Think of a CDN as another type of cache that aims to decrease the time the user expects for some resource, usually images, styles, fonts and scripts, but not limited to these.
In general, resources that stay in a CDN (or any other cache) must be static, that is, they do not change, at least for a period of time.
A website or web system may have several cache levels. Let’s see some:
Serving static content
Suppose you have a Wordpress blog or some system that generates pages dynamically according to the URL and parameters. Suppose because the content is great, your blog is taking 10 seconds to load a page.
The first thing you can do is prevent it from being necessary to generate the page again with each request. The effort to do this depends on the type of content.
If parts of the site, such as advertisements, vary with each request, you can isolate this by carrying this content asynchronously or by placing it in a iframe
. The rest of the page can be stored in memory or on disk files.
A simple strategy to do this is to use a proxy such as Varnish. Basically it is between the user and the server. In the first request to a resource, it asks the server to generate that page, as if it were a normal access. It then saves the received content from the server and returns it to the client. In other requests to the same resource, it simply returns what was saved before.
This mechanism allows to increase in several orders of magnitude the load that a server supports. It primarily attacks server processing time, which in this case would include running hundreds of PHP scripts and dozens of database accesses.
Avoiding frequent access to the database
Continuing in the example of the blog, the problem is that in the first access to a page, the user still takes 10 seconds to see the result.
One of the common causes for the delay of generating a page on a web system is that it always needs to load all the information from the database again.

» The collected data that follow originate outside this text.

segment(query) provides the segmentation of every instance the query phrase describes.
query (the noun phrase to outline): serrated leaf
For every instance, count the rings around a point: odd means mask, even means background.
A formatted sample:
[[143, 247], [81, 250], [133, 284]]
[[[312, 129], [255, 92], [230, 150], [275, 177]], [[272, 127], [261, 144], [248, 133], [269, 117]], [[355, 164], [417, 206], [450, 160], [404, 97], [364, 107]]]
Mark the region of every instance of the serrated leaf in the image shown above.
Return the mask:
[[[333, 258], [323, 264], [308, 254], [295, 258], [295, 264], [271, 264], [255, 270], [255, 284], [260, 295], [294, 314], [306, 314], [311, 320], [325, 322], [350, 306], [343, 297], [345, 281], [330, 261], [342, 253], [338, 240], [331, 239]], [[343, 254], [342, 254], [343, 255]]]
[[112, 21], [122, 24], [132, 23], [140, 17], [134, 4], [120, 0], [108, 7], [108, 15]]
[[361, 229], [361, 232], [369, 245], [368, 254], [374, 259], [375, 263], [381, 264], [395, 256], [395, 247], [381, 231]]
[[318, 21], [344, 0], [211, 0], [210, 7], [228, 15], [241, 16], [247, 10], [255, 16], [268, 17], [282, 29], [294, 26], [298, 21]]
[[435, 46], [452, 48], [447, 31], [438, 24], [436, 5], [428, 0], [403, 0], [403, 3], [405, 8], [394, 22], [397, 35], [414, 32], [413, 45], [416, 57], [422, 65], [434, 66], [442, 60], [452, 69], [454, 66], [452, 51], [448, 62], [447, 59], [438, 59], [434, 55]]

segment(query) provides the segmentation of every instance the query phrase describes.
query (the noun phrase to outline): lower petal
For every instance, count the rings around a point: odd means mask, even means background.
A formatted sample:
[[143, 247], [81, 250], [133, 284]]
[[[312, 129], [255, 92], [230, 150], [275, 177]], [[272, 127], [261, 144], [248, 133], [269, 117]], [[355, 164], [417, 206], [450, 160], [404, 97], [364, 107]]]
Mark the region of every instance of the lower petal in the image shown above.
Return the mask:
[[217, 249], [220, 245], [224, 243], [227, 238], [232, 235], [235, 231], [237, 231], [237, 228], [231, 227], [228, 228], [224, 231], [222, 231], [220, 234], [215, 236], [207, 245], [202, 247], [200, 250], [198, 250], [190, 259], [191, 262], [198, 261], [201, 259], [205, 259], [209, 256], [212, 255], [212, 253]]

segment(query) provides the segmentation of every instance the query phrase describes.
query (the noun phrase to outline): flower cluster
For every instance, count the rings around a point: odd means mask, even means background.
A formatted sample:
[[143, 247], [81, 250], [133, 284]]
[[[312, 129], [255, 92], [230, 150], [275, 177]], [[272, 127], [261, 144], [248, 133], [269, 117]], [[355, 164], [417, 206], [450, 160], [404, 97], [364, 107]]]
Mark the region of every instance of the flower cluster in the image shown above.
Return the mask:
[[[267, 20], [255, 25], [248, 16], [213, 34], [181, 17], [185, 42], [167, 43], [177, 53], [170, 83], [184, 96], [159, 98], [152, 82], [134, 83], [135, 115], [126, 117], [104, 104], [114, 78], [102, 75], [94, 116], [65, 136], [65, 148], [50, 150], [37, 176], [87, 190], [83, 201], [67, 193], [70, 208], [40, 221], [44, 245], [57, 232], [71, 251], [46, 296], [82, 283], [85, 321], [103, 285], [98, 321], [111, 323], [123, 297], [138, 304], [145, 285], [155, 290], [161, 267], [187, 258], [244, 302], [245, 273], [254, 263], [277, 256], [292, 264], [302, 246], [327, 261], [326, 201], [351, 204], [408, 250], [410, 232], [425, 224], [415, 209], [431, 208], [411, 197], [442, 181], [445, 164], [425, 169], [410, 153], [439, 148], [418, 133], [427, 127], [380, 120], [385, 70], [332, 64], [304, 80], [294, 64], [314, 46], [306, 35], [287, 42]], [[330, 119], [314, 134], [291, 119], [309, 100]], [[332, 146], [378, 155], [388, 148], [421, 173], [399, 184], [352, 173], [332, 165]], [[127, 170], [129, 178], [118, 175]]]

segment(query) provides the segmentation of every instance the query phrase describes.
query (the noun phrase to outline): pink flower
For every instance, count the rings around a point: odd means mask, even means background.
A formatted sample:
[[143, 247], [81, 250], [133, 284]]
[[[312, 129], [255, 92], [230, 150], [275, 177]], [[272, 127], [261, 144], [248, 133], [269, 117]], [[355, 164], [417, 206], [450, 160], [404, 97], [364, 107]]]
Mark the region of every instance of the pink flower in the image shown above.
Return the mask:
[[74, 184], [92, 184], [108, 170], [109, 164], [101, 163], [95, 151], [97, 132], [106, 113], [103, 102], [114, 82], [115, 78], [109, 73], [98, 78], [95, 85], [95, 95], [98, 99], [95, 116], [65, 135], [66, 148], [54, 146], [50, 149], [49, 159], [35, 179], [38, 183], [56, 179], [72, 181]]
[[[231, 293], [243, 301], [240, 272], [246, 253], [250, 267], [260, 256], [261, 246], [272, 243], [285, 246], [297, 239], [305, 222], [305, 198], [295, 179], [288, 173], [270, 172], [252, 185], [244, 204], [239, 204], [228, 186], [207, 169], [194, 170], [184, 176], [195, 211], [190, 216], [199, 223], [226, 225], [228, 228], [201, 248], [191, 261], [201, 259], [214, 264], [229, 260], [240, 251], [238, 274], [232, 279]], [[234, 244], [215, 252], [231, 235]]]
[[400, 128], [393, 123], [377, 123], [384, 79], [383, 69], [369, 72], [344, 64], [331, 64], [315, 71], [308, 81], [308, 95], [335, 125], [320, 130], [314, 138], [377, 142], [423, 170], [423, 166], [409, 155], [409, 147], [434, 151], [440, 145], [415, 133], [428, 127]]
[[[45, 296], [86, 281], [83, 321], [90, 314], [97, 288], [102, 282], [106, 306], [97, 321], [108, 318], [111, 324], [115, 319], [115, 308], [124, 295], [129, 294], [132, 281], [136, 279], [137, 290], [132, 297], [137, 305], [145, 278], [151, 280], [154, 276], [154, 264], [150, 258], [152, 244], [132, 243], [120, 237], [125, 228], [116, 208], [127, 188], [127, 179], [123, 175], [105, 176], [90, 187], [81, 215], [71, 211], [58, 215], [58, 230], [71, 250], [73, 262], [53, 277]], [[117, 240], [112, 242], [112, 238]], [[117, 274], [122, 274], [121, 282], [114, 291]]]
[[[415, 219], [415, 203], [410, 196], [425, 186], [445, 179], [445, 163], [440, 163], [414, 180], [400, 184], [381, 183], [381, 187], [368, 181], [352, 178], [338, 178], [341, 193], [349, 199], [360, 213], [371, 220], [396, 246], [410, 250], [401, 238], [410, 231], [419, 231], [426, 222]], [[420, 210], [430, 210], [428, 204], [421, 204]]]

The first recommendation to resolve this is to avoid reading the same information more than once from the bank. A side effect of modularization of systems is that often different classes or scripts request the same information several times and this goes to the database.
The way to solve this is to create a request cache type, where already read information is reused until the end of the request.
The second thing you can do is extend the request cache to be reused between requests in the case of information that changes little. For example, on a system that handles image galleries, categories tend not to change as often, so you can cache the category list and invalidate the cache only when the user or administrator makes changes.
Database item caching is usually done in memory and, depending on the distribution scale, you can use a distributed cache.
This approach decreases the server processing time to generate an output.
Avoiding unnecessary requests
In the two previous approaches, we tried to decrease the server response time to the maximum, in the first request and also in the subsequent requests.
However, latency to the server can be a big problem if there are still many resources loaded on a page.
Packaging resources efficiently
If you have many scripts and styles, consider minifying them and grouping them into larger files. Small images can also be grouped into a larger image in sprites displayed with specific CSS styles.
Most browsers limit competing downloads to no more than half a dozen, so if you have for example Suns 15 scripts, 10 styles and 30 more images, all this will be lined up and downloaded in cascade.
However, if you join each resource type into larger files, it will decrease the total download time.
Note that with HTTP/2 this will not be so true, because it will support multiplexed transport of multiple resources on a single connection, and compress headers, decreasing overhead. So make sure your server has HTTP/2 support before creating batches of resources.
Making good use of browser cache
Another problem that is usually ignored is when no good use is made of the browser cache. Pages and features that do not change should be configured to be cached for a long time.
Imagine that we use version 1.7.1. of jQuery on the blog. We can configure its cache to last "forever", that is, never expire. If we want to change the jQuery version, just serve the library with another URL on the page, for example:
/js/vendor/jquery-1.7.2.js
Therefore, if the resources have the version included in the URL and the cache is configured correctly, the user will only need to load the files again when they effectively change.
The same can be done with images if you set the URL of the images with some pattern based, perhaps, on the date of upload or change of the same.
Anyway, it is important to think about each resource that your page downloads in the browser and set a cache policy. The more you can make static and cache "infinite", the better.
Using Third Party Cache
If your page uses common libraries like jQuery, you might consider serving them using a free external CDN.
Google, for example, hosts several common libraries and when using them you take advantage of the already cached files if the user accessed some site that uses the same libraries and the same versions.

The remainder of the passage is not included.